The subject of leaving Iraq shows a sharp partisan divide 65 percent of Democrats think it would help the economy a lot, but only 18 percent of Republicans think so.
Just 29 percent of people think putting more money in the hands of the poor would help a great deal in fixing the country's economic problems.
According to many economists, the lower people are on the income ladder, the more probable it is that they will spend a rebate and do it quickly a shot in the arm for the ailing economy.
In the poll, 61 percent said they think the economy already is in a recession.
"Things are bad, but it will get a lot worse," said Jim Sims, 60, of Greer, S.C.
The economy nearly stalled in the final three months of last year. Some economists, like the majority of poll respondents, say it may actually be shrinking now, given the strains from a persistent housing slump and a painful credit crunch.

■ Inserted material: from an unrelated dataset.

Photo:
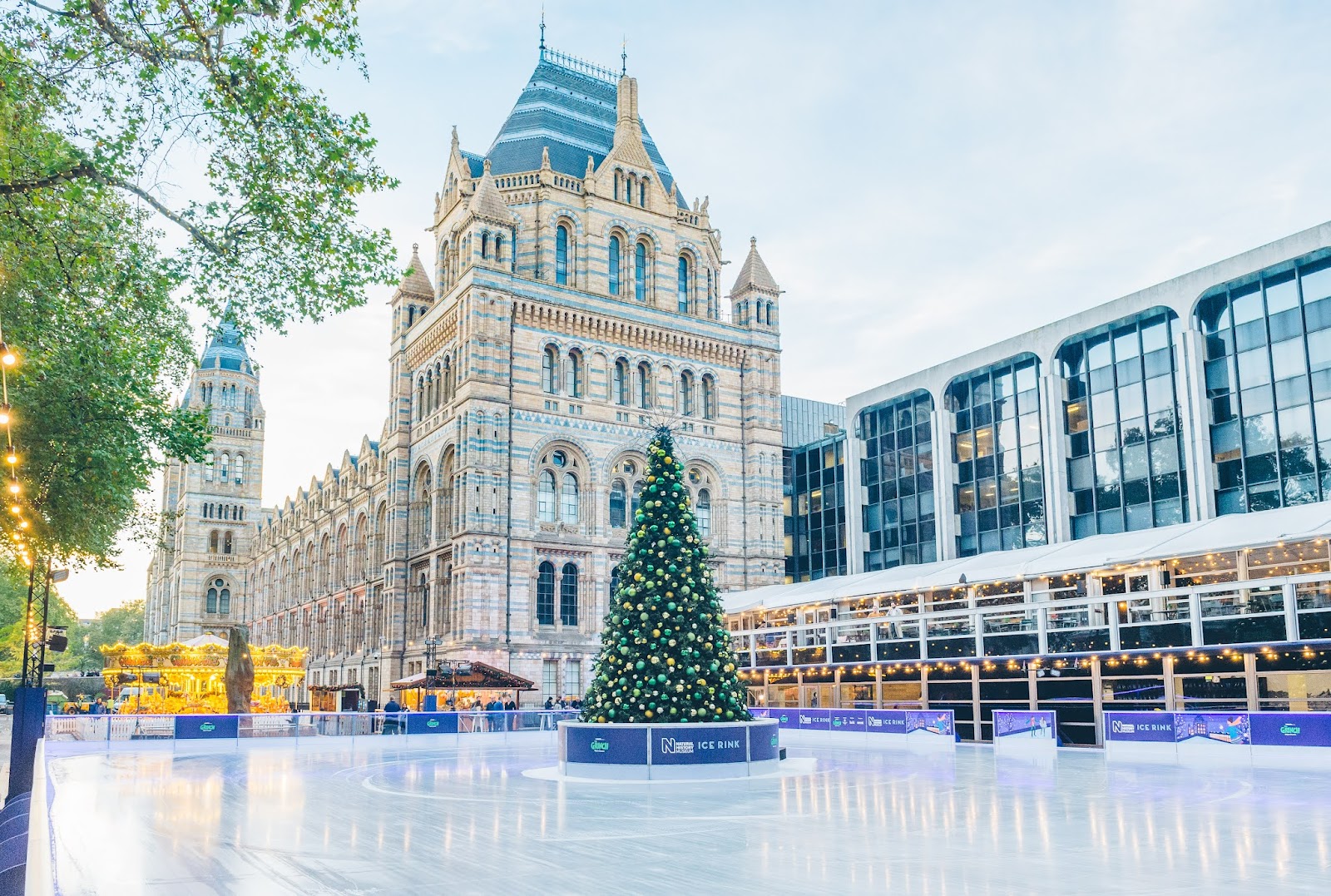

The worry is that people and businesses will hunker down further and pull back their spending, sending the economy into a tailspin.
Rebate checks could start showing up in mailboxes in May. However, Sanchez is typical in saying the money will "go automatically to bills." Thirty-two percent said they would save or invest the rebate. Said Sims: "I'm hoping to hold onto it."
Just 19 percent said they would spend it, while 4 percent said they would donate it to charity.
The poll was conducted Monday through Wednesday of this week and involved telephone interviews with 1,006 adults. It had a margin of sampling error of plus or minus 3.1 percentage points.